Bobby Vee (Robert Thomas Velline) April 30, 1943 – October 24, 2016
Having written recently about the infamous 1959 Clear Lake plane crash that claimed Buddy Holly and the others, I thought it might be worth mentioning one more of the era’s singers who also had a connection with the event. You might even say that his long and successful career had its roots in that tragedy.
Bobby Vee (real name Velline) was just 16 at the time of the crash, but the young musician was leading his own fledgling group, the Shadows, and appearing in his home town of Fargo, North Dakota. Ironically enough, Fargo was the next stop for the rock show that had been staggered by the loss of the stars on the plane, and Bobby — who was a big admirer of Buddy Holly — found himself appearing in his idol’s place.
It was certainly an unusual start for a career, but even if Bobby was no Buddy, he soon began to attract the attention of recording companies. Within a few months he’d recorded “Suzie Baby,” which sold enough records to show the music industry that he had something they could sell. He was a good looking kid with a pleasant voice, and the decision makers began to build his career.

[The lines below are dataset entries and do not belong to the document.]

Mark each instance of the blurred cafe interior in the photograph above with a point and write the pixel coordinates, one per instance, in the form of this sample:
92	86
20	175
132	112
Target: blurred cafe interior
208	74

The next decade was very good for Bobby Vee. Beginning with 1960’s huge hit, “Devil Or Angel,” he began a string of chart-busters that turned him into a huge pop star. Songs like “Rubber Ball,” “Run To Him,” and his biggest, “Take Good Care of My Baby,” all seemed to be playing on every jukebox in those days.
Bobby Vee was everywhere, with stage and TV appearances part of the mix, and the record hits kept coming. Some of his biggest included “Charms” and “The Night Has a Thousand Eyes,” but by the latter part of the decade the British Invasion was in full force and Bobby’s career began to slow a little. He was still popular and still working regularly, but 1967’s “Come Back When You Grow Up” would be his last Top Ten hit.
Over the next few decades Bobby Vee kept his hand in with occasional recordings and spot appearances, and eventually the rise in popularity of the Oldies Tour helped fuel a comeback. He currently shows up from time to time in places like Branson, and still has a lot of fans.